This is the first time I’m giving a presentation in the form of a story and as an engineer that’s usually at a corner writing code, I promise you this is scary. But here goes. So remember this picture?
That’s the entire MyCareersFuture team in all it’s glory at the start of the project.
And…
And here’s the story of my life.
So like how all good stories begin, we begin with once upon a time, there was a software developer. No prizes for guessing who that is.
At that time, he had already dabbled in most aspects of software development, and he wanted to know more. To be specific, what was production-ready software and how could he get there?
He had recently learnt about continuous integration and delivery and while he didn’t have a chance to work on it in the previous product he was on, he often wondered what it took to create such a pipeline. A pipeline that sent code into the ‘clouds’? What sorcery is that?
About a year after he had joined GovTech, a new product finally emerged. Again, no prizes for guessing which product it was. So he got to work on pipelines, learning everything there was to learn about enabling a product to be delivered quickly yet safely.
Until, the team noticed! And it was at this point in time where our dear developer, ahem, yours truly, was fascinated with operations and oiling the wheels for developers to send code up into the clouds. So he helped to deploy code to production, automating whatever he could and helping whoever he could along the way to get their code into production.

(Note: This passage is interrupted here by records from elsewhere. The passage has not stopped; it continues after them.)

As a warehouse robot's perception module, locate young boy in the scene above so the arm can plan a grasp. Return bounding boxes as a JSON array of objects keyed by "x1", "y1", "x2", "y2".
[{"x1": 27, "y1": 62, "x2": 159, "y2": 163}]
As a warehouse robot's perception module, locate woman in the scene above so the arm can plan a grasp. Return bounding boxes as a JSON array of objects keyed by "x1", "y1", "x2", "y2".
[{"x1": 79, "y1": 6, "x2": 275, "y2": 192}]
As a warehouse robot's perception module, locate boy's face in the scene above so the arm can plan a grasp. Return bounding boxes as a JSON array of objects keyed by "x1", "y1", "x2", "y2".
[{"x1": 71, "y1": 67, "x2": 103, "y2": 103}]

And this continued. Until.
The team became reliant on him to do anything remotely operations related. At this point in time, we had grown to a decent size and our initial application had been split into about 3 services, A.K.A., when problems start to surface.
So rely on him they did. And here is the first mistake I’d like to admit to.
Having a dedicated “DevOps” engineer
As you might be able to tell from what happened, an unsaid “handover” of duties surfaced. Namely between that of “developer” and “operations”. While this was fine at the beginning when we haven’t scaled, things started to get messy once it hit even a few services. For example, dependencies began to become mismatched, different repositories began to have different code styles.
But more importantly, this also resulted in a loss of ownership over what delivering working software meant. Developers stopped caring whether code they wrote was actually deployable. If it worked on their machines, it was expected to work in production.
And my assertion is that this - I.E., having a DevOps Engineer role - is the start of a slippery slope towards what my team and I now call DevOops.
So we continue
So meanwhile, more team members began joining the team. Yay, more hands means faster delivery right? Yes, well, except we focused too heavily on the delivery instead of continuously questioning if what we were doing was right. This resulted in the some processes remaining the way they always were.
In our situation, this happened to be testing. So at the start, we had a set of end-to-end tests which ran, and when it passed, the code gets deployed. When the second service came, we did these end-to-end tests on both services. Then three. Then four.
This resulted in all-or-nothing deployments.
Which really defeats the point of having a Service-Oriented Architecture doesn’t it?
So mistake number 2.
Distributing services but not the processes
Because of the pressure to deliver coupled with the unsaid “handover” which we adhered to because we had a “DevOps Engineer”, we failed to align the software architecture with the processes we were adopting. In this case, while the behaviour of our code was separate and decoupled, our testing was binding these systems together so that they could no longer be independently deployed.
We tried to move away from a monolithic architecture, but we ended up making it even more complex. We called our state then, a distributed monolith. Because y’know, distributed sounds sexy and we like to see our mistakes as successes.
And the main takeaway I would like you to remember from this is, failing to align your processes with your architecture can result in the negation of the benefits of your chosen architecture. And having a proper culture of DevOps would have mitigated this from happening because everyone would have been keeping deployability in mind.
And we continue
Because of our then-massive deployments involving multiple services, production deployment became a weekly affair. We even had developers carefully watching out for the pipeline and letting the DevOps team know whenever a build coincidentally turned all-green.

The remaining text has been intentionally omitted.